Angelmodde

image author: D. Hillmann

Angelmodde has around 8.000 citizens and stretches over a surface of roughly 0,5 km². The village name was mentioned as 'Angelmudden' for the first time in 1175 already. The confluence of Werse and Angel probably gave the village its name: Mud or mund (mouth) means translated 'Mündung' (estuary) so here the Angel river, which discharges into the Werse.

image author: D. Hillmann

The earliest traces of human settlement in Angelmodde stem from the Mesolithic period. The extensive discovery of an urn graveyard at the border to Gremmendorf is of Bronze Age origin. The oldest cultivated land, which points to permanent settlement stems from the time of 800BC. At the edge of the long strip fields, on little mounds buildings were constructed, among them the late Höfemann, Althoff and Homann. At the end of the 9th-century, the Münster church fortune was shared between the bishop and the chapter. Thus the bishop received the fiefdom around Lütkenbeck House, while the farmsteads in the Angelmodder area fell to the chapter.

image author: D. Hillmann

Until the late Middle Ages more farmsteads emerged.
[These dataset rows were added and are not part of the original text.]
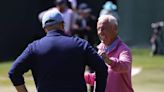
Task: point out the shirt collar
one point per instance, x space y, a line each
113 45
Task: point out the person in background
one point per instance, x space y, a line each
58 61
116 54
85 24
109 8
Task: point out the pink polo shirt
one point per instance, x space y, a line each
119 72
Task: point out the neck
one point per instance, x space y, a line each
111 41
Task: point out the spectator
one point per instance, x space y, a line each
109 8
85 25
58 61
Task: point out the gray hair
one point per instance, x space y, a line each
110 18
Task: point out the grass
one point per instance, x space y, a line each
150 79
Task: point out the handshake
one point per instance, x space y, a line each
104 56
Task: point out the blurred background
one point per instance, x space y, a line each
140 26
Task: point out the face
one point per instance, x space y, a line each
106 32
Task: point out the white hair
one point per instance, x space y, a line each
110 18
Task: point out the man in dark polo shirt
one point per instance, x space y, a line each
58 61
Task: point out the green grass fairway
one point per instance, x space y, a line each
150 79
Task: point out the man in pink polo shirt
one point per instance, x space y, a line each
116 54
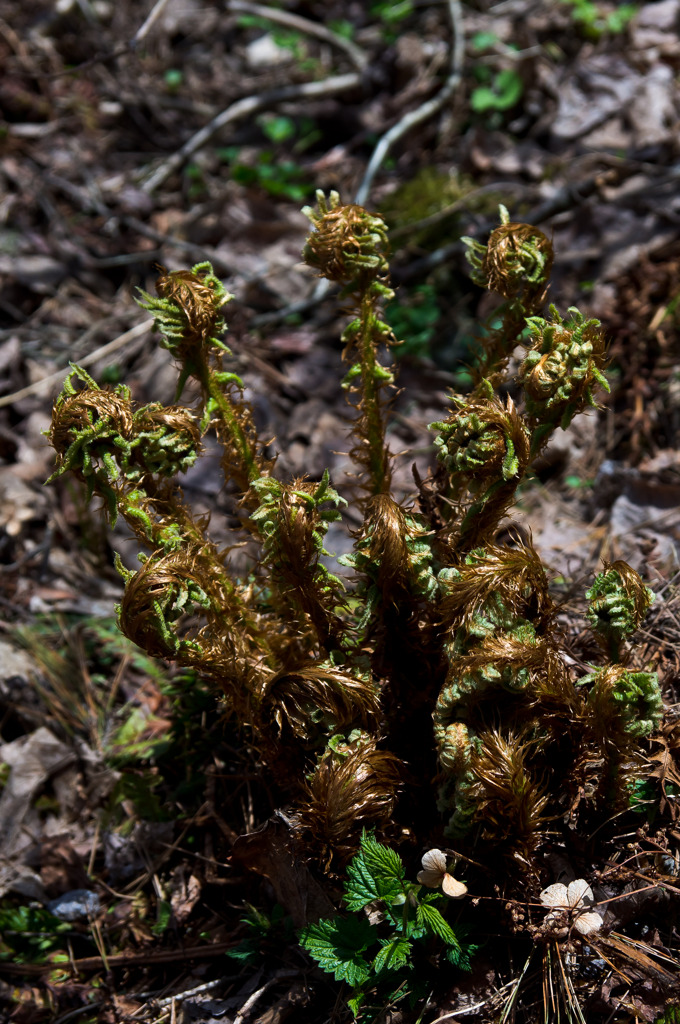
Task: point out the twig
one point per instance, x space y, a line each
119 51
206 951
354 52
242 108
256 995
143 31
178 996
434 218
427 109
98 353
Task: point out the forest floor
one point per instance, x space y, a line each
198 134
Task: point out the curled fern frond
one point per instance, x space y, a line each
483 440
163 590
511 802
562 370
187 310
319 699
623 702
167 439
619 601
345 240
91 429
345 796
516 260
494 587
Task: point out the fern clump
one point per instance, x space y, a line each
434 693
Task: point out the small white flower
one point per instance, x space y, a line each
570 901
434 873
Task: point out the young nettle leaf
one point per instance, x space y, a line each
394 954
375 873
337 946
429 918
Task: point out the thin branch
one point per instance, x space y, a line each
98 353
354 52
427 110
143 31
242 108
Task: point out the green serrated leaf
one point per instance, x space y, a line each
394 953
337 947
430 918
375 873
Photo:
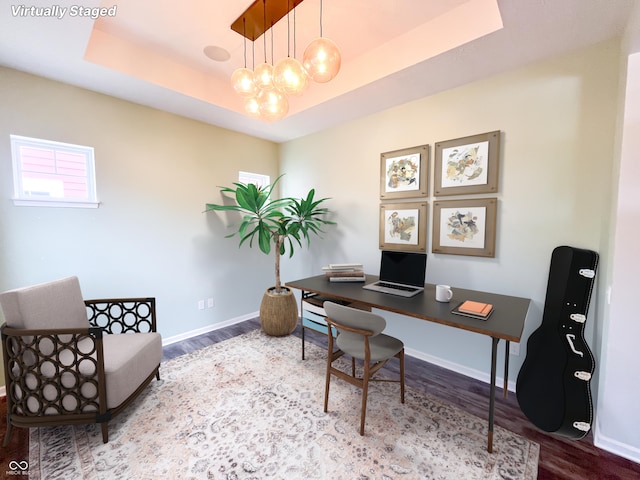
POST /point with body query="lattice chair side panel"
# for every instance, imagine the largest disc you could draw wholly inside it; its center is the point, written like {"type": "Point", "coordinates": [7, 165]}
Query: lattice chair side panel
{"type": "Point", "coordinates": [54, 374]}
{"type": "Point", "coordinates": [123, 315]}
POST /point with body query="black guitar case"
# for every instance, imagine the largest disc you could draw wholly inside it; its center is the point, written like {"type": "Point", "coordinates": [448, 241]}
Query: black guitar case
{"type": "Point", "coordinates": [553, 385]}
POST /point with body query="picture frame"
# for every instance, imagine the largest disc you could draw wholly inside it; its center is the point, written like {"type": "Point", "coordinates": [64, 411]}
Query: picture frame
{"type": "Point", "coordinates": [404, 173]}
{"type": "Point", "coordinates": [403, 226]}
{"type": "Point", "coordinates": [467, 165]}
{"type": "Point", "coordinates": [465, 227]}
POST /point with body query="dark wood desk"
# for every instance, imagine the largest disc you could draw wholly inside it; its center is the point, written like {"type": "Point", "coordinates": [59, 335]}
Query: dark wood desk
{"type": "Point", "coordinates": [505, 323]}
The older, by now much larger farmsteads were divided: Through so-called couple farms, like the Althoff (old farm) and Niehoff (new farm). Between 1042 and 1063, the Münster canon Nithung came into the possession of these estates. He constructed a loam castle in the Werse loop near Angelmodde, from which the farm Hoffschulte developed later. Presumably donated Nithung also the church St. Agatha, as the holy Agatha was probably their family patron saint.